Apesar de o lince largar a coleira perto dos seis meses após a libertação, neste período é possível obter informação valiosa sobre os comportamentos e padrões dos linces, como explica Carlos: “Dos sete ‘gatos’ marcados todos largaram a coleira” mas “durante seis meses conseguimos obter informação daquelas crias que estão com as mães, que estão no território e onde é que estão especificamente”.
Mas como os portugueses “estão sempre a inventar”, este ano o técnico do ICNF garante o lançamento de uma tecnologia que permite ir mais além: “A Lora é uma tecnologia que permite gravar quase 24 horas de informação, consome muito pouca bateria (…) e conseguimos, num raio de 15 quilómetros, descarregar para uma antena a informação acumulada”. Um pequeno vídeo para o lince, uma grande informação para os técnicos do ICNF.

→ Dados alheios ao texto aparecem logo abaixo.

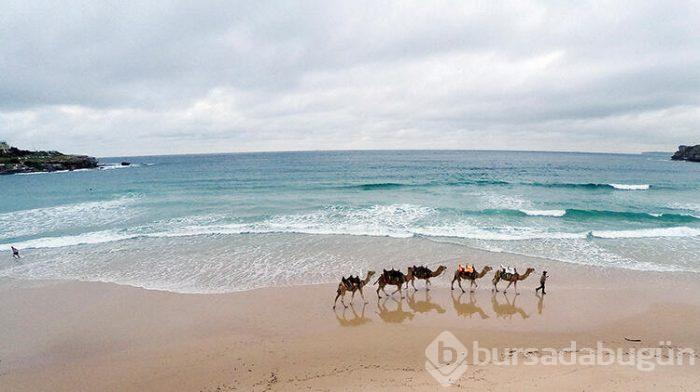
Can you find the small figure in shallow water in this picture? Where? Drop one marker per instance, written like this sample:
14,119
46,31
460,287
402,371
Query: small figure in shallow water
543,280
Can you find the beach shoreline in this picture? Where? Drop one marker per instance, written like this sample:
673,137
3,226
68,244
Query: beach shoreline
103,336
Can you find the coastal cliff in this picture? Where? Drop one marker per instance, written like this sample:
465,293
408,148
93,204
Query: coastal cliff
687,153
13,160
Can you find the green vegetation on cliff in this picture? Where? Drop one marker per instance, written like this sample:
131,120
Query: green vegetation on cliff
14,160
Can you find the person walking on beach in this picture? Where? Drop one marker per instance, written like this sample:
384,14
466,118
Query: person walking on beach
543,279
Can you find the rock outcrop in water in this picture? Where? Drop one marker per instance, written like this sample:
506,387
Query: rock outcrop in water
13,160
687,153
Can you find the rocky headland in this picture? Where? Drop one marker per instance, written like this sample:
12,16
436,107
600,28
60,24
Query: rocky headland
14,160
687,153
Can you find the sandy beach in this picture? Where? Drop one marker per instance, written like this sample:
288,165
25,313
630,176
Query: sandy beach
68,336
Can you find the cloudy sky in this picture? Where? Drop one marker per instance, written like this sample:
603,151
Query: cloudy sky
120,78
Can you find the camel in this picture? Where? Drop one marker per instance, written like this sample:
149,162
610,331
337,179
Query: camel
508,309
352,284
424,306
423,273
510,278
394,278
468,309
470,276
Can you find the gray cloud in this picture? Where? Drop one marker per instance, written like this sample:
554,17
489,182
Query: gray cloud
114,78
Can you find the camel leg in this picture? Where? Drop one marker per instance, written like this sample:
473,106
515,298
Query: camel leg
506,289
398,288
336,299
363,296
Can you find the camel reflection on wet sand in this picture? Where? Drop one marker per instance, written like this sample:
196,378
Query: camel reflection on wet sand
508,309
467,309
398,315
424,306
355,319
430,305
540,303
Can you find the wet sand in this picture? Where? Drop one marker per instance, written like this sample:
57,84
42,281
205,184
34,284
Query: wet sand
68,336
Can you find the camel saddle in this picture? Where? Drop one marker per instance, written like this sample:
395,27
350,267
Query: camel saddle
421,272
507,272
393,276
351,281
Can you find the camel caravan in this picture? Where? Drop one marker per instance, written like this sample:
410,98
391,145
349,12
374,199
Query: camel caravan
393,277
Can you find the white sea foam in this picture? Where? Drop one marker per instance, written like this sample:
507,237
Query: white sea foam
631,187
648,233
97,237
556,213
41,220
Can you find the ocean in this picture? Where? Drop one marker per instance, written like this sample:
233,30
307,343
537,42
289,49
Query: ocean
230,222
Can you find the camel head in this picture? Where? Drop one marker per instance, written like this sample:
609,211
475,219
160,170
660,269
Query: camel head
528,272
438,271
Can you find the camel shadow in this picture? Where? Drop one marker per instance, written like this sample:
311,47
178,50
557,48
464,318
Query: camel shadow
424,306
397,315
540,303
355,320
508,309
468,309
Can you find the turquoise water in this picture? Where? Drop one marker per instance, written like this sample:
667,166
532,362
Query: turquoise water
217,214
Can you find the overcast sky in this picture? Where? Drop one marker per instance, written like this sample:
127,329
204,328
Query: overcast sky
114,78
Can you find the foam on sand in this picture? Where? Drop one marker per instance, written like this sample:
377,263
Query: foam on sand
631,187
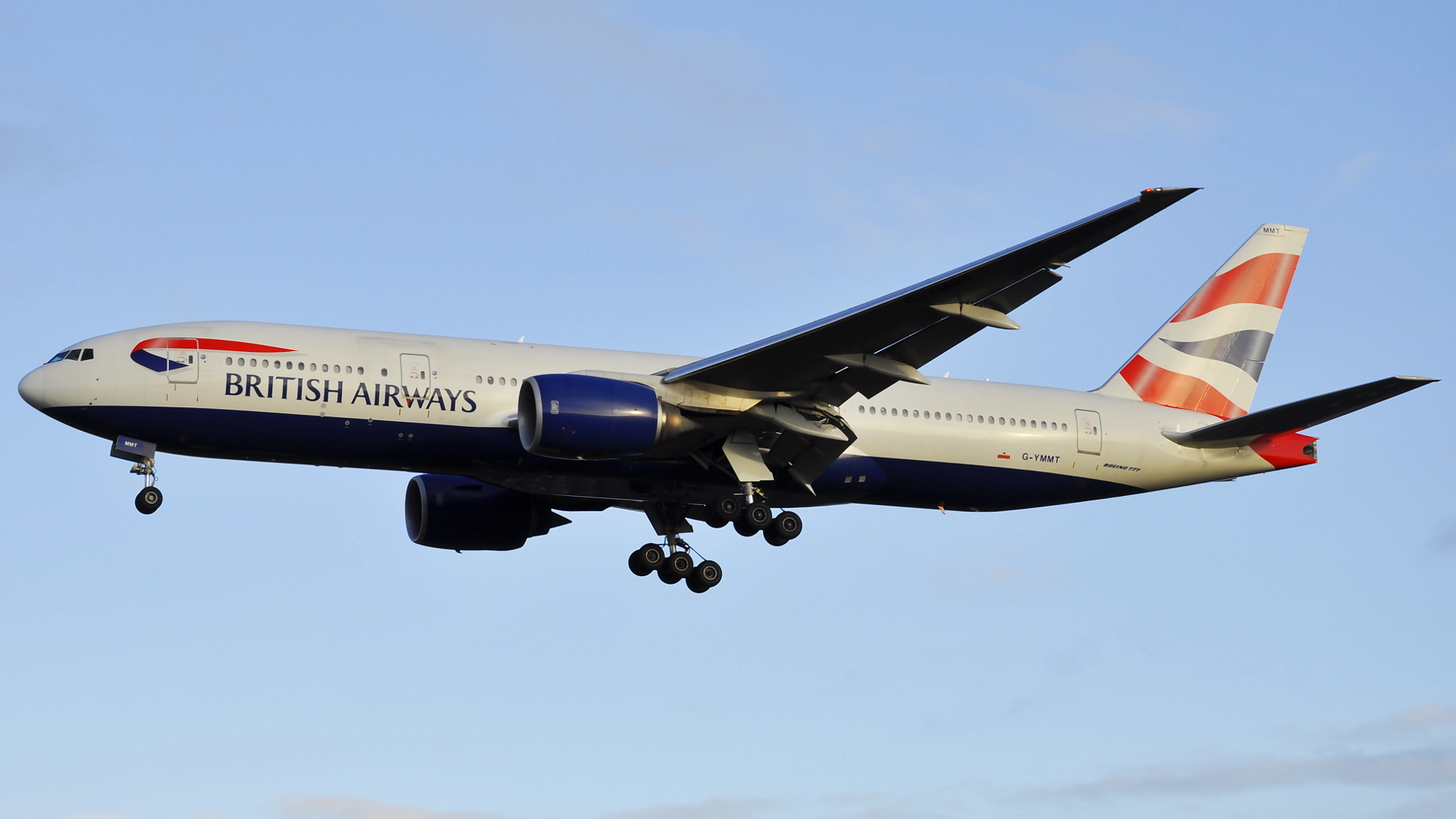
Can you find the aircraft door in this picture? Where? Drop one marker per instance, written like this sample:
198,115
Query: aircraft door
184,360
1090,431
414,373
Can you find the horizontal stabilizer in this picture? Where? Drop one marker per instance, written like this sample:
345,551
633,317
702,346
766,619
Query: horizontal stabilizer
1296,416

Na opinião de Margarida Lopes Fernandes, é importante que continue a haver uma ponte entre a população e a espécie, com a consciencialização do animal e da conservação, para que “não seja um tema que pertença só aos técnicos ou que seja de determinados especialistas”.
Após a tese de doutoramento de Margarida, foi organizada, no centro de Mértola, uma exposição elucidativa sobre os linces com documentos, atividades feitas com as crianças das escolas primárias, testemunhos e infografias. Conhecer melhor o lince ibérico quebra barreiras entre o mito e a verdade e com o recurso às novas tecnologias, é possível aprender mais sobre esta espécie. O lince ibérico esteve quase a extinguir-se e o esforço dos técnicos portugueses e espanhóis, com a ajuda da população de Mértola, prova que é possível aprender com os erros do passado.